The rest are for miscellaneous uses. A fair number relate to the (currently unused) sales system, including payment methods, digital downloads, prints and access to high-resolution images. There's tables relating to comments, keywords (and suggestions), pools, views, journals, friends, streams, watches, character sheets, trouble tickets, user and artist blocking, content deletion, unread material for each content type, users, user roles, contact details, countries, donations . . . you can see how they add up. Some may go away, but most are here for the long term.

I created a relation graph for all the tables, including foreign key relations, and it took up 4500x13300px. Yeah. It's slightly smaller without salescruft, but still!

We do have a bunch of temporary tables for searches (and related features), but of course they're temporary.
JackMcslay
3 years, 11 months ago
Once I tried to design a database for an art community just for kicks and I ended up with 95 tables, no temps.
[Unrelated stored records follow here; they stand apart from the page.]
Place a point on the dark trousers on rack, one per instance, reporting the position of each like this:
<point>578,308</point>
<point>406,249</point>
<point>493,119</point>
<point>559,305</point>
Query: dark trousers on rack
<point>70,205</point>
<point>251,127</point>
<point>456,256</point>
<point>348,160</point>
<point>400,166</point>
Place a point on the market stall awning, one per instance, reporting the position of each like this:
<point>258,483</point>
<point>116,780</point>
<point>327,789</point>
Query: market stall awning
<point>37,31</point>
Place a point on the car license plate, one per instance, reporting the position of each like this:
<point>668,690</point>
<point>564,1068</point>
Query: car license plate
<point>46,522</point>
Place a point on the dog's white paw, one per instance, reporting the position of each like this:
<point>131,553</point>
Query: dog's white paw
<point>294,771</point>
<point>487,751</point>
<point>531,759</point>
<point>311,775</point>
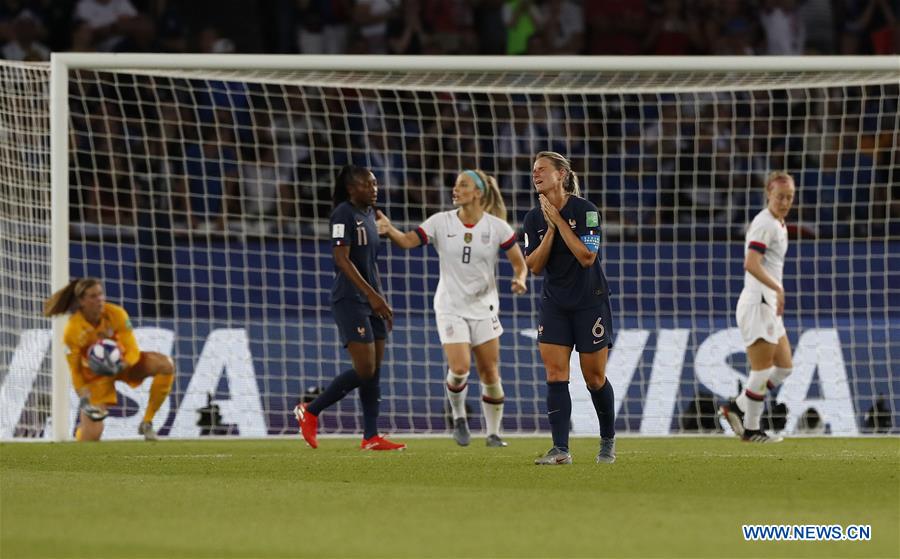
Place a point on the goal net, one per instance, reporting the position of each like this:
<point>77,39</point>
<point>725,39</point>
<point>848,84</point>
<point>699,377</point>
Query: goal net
<point>199,188</point>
There's a heckton of n-n relations, info specific to this or that type of submission, and so forth. The comment system alone can get you 10+ tables since you have comments on different places  such submissions, user pages and journals as well as notification system for them in an optimized manner.
BunnyFoxglove
3 years, 11 months ago
It's all a matter of how you organize the data, and how you use it. For instance, the comments can all be done in one table regardless of where they attach to. All you need is a flag in the table to say what they belong to (ie: a boolean Is_Submission to say if it applies to a submission, or you can use a small int and have 0 represent submissions, 1 for shouts, etc.) However it's not always as efficient as having separate tables.
SystFur
3 years, 10 months ago
Ahahaha.
I like your detailed explanation quite frankly.

Now in all seriousness, here's me continuing to wish the best of luck to you with handling this very large and growing community!

SVG support...
SVG support!

Oh, please, I can't be the only one that wants this. Also it sucks that my Firefox can't play MP3s natively with JW Player (from the music submissions), only open formats like OGG Vorbis. It only lets me download it. Ugh. Still better than forcing all music to go through another round of lossy encoding, am I right?
Muddog007
3 years, 10 months ago
Holy cow.. a 50% reduction... You cut the fat right off of that table!